3. Jangan cepat tersinggung. Mengapa itu nasihat yang bagus? Peribahasa Alkitab menyatakan, ”Janganlah lekas-lekas marah dalam hati, karena amarah menetap dalam dada orang bodoh.” (Pengkhotbah 7:9, Terjemahan Baru) Kalau kamu gampang tersinggung, kehidupanmu bakal menyedihkan. Ya, kakak atau adikmu pasti akan melakukan atau mengatakan sesuatu yang mengesalkan kamu. Tetapi tanyai dirimu, ’Pernahkah aku juga seperti itu kepadanya?’ (Matius 7:1-5) ”Sewaktu aku 13 tahun,” kata Jenny, ”aku pikir pendapatku paling penting dan mesti didengar. Adik perempuanku kayak begitu sekarang. Jadi, aku berusaha untuk tidak kesal dengan apa yang dia katakan.”

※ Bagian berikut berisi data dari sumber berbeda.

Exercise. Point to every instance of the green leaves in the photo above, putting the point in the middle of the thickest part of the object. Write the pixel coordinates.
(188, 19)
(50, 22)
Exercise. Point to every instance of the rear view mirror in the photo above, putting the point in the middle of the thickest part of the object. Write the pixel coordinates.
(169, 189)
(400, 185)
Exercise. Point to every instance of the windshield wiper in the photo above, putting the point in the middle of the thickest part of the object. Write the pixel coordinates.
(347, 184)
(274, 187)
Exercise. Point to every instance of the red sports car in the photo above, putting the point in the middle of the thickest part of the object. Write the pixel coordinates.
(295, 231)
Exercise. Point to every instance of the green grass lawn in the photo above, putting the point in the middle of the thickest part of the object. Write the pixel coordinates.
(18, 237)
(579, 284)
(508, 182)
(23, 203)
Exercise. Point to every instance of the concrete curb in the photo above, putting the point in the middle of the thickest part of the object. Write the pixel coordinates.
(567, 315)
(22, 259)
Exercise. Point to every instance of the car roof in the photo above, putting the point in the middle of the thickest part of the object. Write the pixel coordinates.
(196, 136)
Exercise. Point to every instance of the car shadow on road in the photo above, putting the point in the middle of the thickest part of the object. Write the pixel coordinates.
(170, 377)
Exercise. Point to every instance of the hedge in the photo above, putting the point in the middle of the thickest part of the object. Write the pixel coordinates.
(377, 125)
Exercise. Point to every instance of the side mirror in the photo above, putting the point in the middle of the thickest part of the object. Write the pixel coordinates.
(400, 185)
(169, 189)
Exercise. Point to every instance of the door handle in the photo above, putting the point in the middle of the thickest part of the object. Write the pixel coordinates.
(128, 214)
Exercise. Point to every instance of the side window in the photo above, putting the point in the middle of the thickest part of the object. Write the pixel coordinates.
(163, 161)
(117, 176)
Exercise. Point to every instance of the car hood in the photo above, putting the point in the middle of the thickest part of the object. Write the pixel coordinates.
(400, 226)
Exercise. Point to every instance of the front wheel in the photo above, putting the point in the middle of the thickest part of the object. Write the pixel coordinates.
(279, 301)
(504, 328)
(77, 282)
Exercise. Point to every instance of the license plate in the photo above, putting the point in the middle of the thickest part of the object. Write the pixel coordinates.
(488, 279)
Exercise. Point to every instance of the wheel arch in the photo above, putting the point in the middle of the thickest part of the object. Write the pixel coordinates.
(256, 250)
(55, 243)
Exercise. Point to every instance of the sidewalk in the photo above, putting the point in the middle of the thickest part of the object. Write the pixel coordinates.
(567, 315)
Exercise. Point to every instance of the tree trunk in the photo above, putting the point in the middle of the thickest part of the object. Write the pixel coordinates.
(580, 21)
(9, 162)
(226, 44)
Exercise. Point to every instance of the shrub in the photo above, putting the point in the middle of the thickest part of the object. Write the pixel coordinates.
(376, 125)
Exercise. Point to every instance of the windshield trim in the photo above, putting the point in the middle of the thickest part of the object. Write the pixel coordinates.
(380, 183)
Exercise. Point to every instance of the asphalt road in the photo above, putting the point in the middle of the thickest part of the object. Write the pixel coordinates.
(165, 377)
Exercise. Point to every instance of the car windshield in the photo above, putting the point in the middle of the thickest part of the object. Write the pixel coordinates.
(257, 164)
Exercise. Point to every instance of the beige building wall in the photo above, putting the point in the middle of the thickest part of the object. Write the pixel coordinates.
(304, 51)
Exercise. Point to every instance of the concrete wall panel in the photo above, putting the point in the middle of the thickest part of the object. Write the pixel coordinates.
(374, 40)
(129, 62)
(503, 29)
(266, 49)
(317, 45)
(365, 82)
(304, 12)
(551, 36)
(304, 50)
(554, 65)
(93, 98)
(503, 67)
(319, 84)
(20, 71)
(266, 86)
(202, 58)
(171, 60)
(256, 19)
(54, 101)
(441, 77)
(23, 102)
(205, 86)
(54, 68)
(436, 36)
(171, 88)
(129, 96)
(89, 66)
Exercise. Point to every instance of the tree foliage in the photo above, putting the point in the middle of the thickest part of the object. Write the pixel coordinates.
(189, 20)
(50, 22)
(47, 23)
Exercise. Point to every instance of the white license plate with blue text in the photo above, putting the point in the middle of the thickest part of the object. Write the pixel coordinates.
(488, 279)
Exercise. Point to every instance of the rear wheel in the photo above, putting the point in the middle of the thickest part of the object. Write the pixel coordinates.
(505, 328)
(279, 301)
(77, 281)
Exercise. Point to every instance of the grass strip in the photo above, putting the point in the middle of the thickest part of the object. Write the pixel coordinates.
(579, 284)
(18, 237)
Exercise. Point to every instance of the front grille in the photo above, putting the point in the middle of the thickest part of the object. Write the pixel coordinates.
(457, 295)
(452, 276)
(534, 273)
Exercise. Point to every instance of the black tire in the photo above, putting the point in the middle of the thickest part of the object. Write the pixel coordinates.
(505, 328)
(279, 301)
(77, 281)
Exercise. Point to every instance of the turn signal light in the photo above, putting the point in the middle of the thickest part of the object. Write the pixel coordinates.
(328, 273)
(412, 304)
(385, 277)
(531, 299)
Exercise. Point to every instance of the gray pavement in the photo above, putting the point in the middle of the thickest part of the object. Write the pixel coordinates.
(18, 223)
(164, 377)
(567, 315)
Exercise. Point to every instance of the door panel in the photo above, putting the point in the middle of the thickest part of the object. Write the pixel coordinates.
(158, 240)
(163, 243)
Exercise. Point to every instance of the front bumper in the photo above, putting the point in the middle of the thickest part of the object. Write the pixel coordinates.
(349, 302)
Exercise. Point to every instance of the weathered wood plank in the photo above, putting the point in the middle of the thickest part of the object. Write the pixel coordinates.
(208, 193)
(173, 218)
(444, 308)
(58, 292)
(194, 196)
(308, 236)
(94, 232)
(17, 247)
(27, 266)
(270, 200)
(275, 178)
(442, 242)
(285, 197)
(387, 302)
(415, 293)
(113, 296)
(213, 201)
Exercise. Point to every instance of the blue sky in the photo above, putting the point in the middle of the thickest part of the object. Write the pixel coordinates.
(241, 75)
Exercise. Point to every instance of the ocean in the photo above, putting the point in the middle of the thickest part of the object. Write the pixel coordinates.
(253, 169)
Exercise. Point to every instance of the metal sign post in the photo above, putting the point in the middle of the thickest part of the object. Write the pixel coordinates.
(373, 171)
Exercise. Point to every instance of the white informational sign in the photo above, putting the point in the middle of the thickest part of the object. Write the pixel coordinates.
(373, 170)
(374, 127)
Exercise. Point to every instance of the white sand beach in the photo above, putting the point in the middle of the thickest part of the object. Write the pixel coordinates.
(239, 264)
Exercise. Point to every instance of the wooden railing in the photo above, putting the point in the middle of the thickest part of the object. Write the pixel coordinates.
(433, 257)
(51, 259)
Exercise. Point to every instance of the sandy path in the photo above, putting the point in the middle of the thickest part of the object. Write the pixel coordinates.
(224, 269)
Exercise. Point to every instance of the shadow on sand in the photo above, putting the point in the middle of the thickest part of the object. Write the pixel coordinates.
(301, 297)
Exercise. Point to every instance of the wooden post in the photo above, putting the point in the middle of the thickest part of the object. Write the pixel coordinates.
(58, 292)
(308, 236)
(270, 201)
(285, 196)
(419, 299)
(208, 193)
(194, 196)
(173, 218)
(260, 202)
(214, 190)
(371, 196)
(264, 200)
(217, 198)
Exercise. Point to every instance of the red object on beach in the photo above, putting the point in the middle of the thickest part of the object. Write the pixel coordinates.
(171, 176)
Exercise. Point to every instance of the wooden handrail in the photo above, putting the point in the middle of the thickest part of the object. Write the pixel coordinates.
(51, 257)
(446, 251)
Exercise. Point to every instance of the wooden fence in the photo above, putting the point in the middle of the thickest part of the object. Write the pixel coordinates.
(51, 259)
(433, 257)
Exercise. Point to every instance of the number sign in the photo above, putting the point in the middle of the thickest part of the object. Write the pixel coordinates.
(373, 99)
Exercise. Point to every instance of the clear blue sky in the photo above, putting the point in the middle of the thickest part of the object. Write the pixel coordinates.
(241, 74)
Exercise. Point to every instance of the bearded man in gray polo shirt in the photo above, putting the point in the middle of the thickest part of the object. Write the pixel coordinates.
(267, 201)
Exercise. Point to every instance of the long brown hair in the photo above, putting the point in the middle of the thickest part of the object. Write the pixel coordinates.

4. Maafkan dan lupakan. Problem yang serius perlu dibahas dan diselesaikan. Tetapi, haruskah kamu menyalahkan kakak atau adikmu atas setiap kekeliruan yang dilakukannya? Allah Yehuwa senang bila kamu rela ”memaafkan pelanggaran”. (Amsal 19:11) Alicia, 19 tahun, berkata, ”Aku dan adikku Rachel biasanya bisa menyelesaikan perselisihan. Kami berdua cepat-cepat minta maaf lalu menjelaskan apa yang kami pikir adalah penyebabnya. Kadang, aku tidur saja dulu sebelum membahas problemnya. Sering, besok paginya aku seperti memulai lembaran baru, bahkan tidak jadi membahas masalahnya.”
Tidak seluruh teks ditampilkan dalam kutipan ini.